OOS 25-4
Implementing adaptive management with multiple stakeholders: Working with scientists, agencies, and public stakeholders

Wednesday, August 13, 2014: 9:00 AM
307, Sacramento Convention Center
Susan Kocher, University of California Cooperative Extension
Kimberly Rodrigues, Agriculture and Natural Resources, University of California, Davis, CA
Maggi Kelly, Environmental Science, Policy and Management, University of California, Berkeley, Berkeley, CA
Adriana Sulak, Environmental Science, Policy and Management, University of California Berkeley, Berkeley, CA
Kim Ingram, Sierra Nevada Adaptive Management Project, University of California Cooperative Extension, Auburn, CA
Anne Lombardo, Mariposa County, University of California Cooperative Extension, Mariposa, CA
Lynn Huntsinger, University of California Berkeley
Background/Question/Methods

What works and what requires further improvement in the collaborative adaptive management process? We hope that by the end of this session, participants will have gained a clearer understanding of the value of the CAM process and a toolkit of strategies and practices for successful implementation of CAM projects.

Results/Conclusions

In the long term, the benefits of collaborative adaptive management (CAM) will be judged in terms of more informed land management decisions and stronger working relationships between agencies, stakeholders, and scientists. However, there are many barriers to successful collaboration for adaptive management including different ideas and expectations about what forest health is and acceptable methods of achieving it, decision making structures within scientific and management agencies, lack of participation by community members, problems participating due to time and funding constraints, and the short time frames of the funding cycle compared to the longer term nature of experimentation.

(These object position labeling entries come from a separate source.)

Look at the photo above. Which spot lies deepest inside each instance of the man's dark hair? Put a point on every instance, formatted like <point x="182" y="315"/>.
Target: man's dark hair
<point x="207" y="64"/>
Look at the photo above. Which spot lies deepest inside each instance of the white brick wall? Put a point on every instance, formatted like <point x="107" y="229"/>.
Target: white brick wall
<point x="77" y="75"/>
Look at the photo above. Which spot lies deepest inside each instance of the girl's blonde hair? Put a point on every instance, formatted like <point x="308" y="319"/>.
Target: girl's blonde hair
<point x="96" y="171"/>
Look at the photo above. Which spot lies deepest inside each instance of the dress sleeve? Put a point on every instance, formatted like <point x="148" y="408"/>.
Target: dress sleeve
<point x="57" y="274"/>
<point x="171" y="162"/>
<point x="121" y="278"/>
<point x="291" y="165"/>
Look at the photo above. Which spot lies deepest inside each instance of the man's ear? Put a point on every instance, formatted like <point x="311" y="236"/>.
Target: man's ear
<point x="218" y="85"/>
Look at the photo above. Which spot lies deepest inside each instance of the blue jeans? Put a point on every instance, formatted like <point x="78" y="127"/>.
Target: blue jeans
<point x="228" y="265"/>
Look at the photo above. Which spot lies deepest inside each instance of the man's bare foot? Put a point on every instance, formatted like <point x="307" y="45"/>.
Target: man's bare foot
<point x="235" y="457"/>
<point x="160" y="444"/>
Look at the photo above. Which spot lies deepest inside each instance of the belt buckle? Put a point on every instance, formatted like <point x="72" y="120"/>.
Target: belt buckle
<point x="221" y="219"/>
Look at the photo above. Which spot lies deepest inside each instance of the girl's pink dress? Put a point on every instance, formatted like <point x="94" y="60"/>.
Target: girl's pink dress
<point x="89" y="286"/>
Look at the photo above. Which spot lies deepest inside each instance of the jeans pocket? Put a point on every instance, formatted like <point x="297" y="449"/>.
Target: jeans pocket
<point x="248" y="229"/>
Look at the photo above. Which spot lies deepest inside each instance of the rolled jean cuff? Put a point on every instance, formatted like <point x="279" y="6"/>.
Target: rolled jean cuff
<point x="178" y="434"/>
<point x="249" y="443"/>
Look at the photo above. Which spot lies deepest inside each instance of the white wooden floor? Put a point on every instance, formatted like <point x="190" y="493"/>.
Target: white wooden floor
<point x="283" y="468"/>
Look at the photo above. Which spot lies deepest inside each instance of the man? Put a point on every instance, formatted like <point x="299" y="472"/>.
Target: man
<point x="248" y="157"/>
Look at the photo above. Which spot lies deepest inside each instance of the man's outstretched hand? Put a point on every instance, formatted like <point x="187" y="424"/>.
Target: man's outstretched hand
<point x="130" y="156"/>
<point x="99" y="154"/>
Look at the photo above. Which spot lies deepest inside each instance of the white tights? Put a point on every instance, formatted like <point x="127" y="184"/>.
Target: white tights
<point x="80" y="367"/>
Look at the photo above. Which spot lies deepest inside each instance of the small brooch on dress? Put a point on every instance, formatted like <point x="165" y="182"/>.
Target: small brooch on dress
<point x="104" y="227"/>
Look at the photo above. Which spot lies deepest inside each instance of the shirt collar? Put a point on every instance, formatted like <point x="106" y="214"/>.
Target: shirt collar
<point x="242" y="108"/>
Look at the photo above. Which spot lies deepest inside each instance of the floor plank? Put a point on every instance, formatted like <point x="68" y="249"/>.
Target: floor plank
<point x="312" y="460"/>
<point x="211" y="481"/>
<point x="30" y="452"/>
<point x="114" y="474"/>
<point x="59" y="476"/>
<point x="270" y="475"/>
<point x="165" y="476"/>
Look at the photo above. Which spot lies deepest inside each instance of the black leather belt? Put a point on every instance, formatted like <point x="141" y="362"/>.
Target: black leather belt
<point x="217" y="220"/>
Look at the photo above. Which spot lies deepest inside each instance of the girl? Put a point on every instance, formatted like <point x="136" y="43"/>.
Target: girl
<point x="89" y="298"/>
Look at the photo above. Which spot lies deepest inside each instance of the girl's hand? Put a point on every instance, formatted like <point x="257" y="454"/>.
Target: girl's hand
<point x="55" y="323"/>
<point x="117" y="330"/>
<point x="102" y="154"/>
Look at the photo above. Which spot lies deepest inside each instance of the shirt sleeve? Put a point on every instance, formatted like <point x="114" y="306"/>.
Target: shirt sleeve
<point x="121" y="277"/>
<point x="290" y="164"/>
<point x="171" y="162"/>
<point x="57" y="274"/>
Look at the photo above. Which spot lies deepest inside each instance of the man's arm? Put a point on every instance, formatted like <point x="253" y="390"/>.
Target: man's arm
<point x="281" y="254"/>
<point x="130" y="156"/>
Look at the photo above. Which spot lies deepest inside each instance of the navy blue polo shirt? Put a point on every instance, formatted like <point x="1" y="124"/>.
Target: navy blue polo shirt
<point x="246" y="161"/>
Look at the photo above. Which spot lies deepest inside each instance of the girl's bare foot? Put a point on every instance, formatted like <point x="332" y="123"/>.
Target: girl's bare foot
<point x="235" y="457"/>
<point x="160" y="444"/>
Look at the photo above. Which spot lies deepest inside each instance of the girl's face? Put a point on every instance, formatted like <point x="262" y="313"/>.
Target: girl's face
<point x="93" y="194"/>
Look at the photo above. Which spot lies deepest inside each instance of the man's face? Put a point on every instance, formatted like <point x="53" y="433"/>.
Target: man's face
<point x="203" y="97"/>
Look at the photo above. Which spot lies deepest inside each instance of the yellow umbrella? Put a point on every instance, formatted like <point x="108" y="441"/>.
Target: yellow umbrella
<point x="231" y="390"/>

SNAMP overcame some of these barriers through early involvement of stakeholders, holding face to face meetings with scientists, stakeholders, and managers to adjust the AM experiment to manager and stakeholder expectations. As research progressed, a variety of in-person and distance based methods were used to maintain collaboration including science intensive meetings for those most involved in the project. More basic outreach presentations were made to local organizations by UC Cooperative Extension to involve those who otherwise would not have been. Having UCCE, which is a trusted local institution, involved helped increase the breadth of outreach. Also important was the stance of UC as third party neutral which allowed for those who may not have chosen to be involved directly with management agencies to be part of the process.

Involvement was key to the ability to transfer research results to managers and stakeholders so that the AM loop can be closed (as is the long-term commitment of agencies to adaptive management). SNAMP facilitated information transfer through development of many types of research publications, from peer-reviewed, to reports, science briefs and newsletters as well as training managers and stakeholders in facilitation and collaboration skills.